France | France, Cour d'appel de Paris, Pôle 3 - chambre 5, 16 mars 2023, 21/16618


Copies exécutoires REPUBLIQUE FRANCAISE

délivrées aux parties le : AU NOM DU PEUPLE FRANCAIS







COUR D'APPEL DE PARIS

Pôle 3 - Chambre 5



ARRET DU 16 MARS 2023



(n° , 5 pages)



Numéro d'inscription au répertoire général : N° RG 21/16618 - N° Portalis 35L7-V-B7F-CELMJ



Décision déférée à la Cour : Jugement du 18 juin 2021 rendu par le tribunal judiciaire de PARIS - RG n° 19/00866





APPELANT



Monsieur [P] [B] né le 2 novembre 1948 à [Localité 4

] (Algérie),



[Localité 7] [Localité 4]

[Localité 1] / ALGERIE



représenté par Me Amèle BENTAHAR, avocat postulant du barreau de PARIS, toque : G0469

assisté de Me Samir KHAR...

Copies exécutoires REPUBLIQUE FRANCAISE

délivrées aux parties le : AU NOM DU PEUPLE FRANCAIS

COUR D'APPEL DE PARIS

Pôle 3 - Chambre 5

ARRET DU 16 MARS 2023

(n° , 5 pages)

Numéro d'inscription au répertoire général : N° RG 21/16618 - N° Portalis 35L7-V-B7F-CELMJ

Décision déférée à la Cour : Jugement du 18 juin 2021 rendu par le tribunal judiciaire de PARIS - RG n° 19/00866

APPELANT

Monsieur [P] [B] né le 2 novembre 1948 à [Localité 4] (Algérie),

[Localité 7] [Localité 4]

[Localité 1] / ALGERIE

représenté par Me Amèle BENTAHAR, avocat postulant du barreau de PARIS, toque : G0469

assisté de Me Samir KHARROUBY, avocat plaidant du barreau d'ALGER

INTIME

LE MINISTÈRE PUBLIC pris en la personne de MONSIEUR LE PROCUREUR GÉNÉRAL - SERVICE NATIONALITÉ

[Adresse 2]

[Localité 3]

représenté à l'audience par Mme RAYNAUD, substitut général

COMPOSITION DE LA COUR :

En application des dispositions des articles 805 et 907 du code de procédure civile, l'affaire a été débattue le 27 janvier 2023, en audience publique, l' avocat de l'appelant et le ministère public ne s'y étant pas opposés, devant Mme Hélène FILLIOL, présidente de chambre, chargée du rapport.

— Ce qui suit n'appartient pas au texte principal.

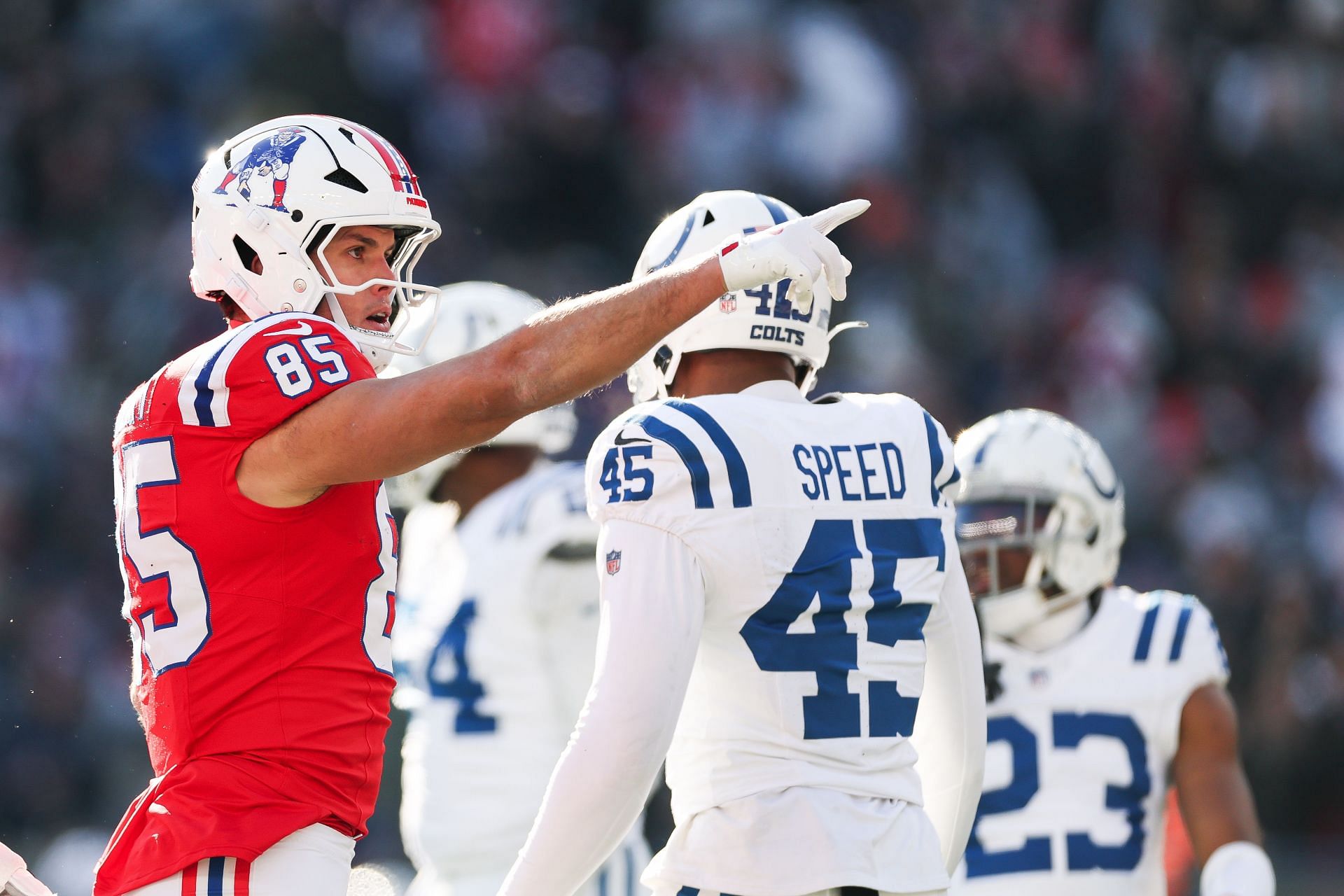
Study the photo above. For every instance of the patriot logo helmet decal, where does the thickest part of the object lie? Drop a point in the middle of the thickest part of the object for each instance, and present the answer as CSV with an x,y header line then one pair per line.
x,y
269,158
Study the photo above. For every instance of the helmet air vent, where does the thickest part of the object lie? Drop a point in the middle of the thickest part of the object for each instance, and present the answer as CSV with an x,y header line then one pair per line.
x,y
246,254
342,178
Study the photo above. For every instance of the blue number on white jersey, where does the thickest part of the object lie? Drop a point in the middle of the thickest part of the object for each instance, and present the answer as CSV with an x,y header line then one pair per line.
x,y
1069,731
824,568
461,687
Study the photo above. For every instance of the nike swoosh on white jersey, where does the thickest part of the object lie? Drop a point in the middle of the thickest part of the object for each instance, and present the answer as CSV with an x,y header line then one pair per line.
x,y
304,328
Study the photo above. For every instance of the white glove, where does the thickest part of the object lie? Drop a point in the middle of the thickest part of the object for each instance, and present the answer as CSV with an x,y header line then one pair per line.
x,y
15,879
796,248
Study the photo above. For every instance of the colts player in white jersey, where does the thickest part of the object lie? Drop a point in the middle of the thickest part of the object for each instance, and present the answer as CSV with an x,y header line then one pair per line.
x,y
783,605
1101,696
495,638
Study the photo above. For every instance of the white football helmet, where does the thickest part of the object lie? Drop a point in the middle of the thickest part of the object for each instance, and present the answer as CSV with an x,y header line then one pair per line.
x,y
758,318
1031,479
283,190
473,315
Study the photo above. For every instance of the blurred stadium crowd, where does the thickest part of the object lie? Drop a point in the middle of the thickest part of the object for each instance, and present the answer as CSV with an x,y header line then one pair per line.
x,y
1128,211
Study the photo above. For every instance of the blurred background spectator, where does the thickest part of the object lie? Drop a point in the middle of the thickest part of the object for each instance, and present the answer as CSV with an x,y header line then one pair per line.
x,y
1128,211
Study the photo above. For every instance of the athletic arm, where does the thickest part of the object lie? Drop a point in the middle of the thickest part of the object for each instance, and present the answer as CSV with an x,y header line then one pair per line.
x,y
652,610
1215,799
381,428
951,724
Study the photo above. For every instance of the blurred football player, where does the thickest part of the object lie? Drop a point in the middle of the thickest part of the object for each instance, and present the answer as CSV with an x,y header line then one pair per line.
x,y
493,648
258,548
783,603
1100,696
15,879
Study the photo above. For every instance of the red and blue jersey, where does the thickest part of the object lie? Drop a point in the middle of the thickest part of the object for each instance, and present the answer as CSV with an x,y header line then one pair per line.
x,y
262,636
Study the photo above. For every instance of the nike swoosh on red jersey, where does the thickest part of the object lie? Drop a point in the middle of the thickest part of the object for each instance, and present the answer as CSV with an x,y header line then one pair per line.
x,y
302,330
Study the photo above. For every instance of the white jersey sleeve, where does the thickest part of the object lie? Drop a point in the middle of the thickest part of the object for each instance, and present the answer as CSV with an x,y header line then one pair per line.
x,y
1179,633
951,726
652,610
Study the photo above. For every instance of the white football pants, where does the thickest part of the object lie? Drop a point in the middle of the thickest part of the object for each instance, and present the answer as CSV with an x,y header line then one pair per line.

Ce magistrat a rendu compte des plaidoiries dans le délibéré de la Cour, composée de :

Mme Hélène FILLIOL, présidente de chambre,

M. François MELIN, conseiller

Mme Marie-Catherine GAFFINEL, conseillère

Greffier, lors des débats : Mme Mélanie PATE

ARRET :

- contradictoire

- par mise à disposition de l'arrêt au greffe de la Cour, les parties en ayant été préalablement avisées dans les conditions prévues au deuxième alinéa de l'article 450 du code de procédure civile.

- signé par Mme Hélène FILLIOL, présidente de chambre et par Mme Mélanie PATE, greffière présente lors de la mise à disposition.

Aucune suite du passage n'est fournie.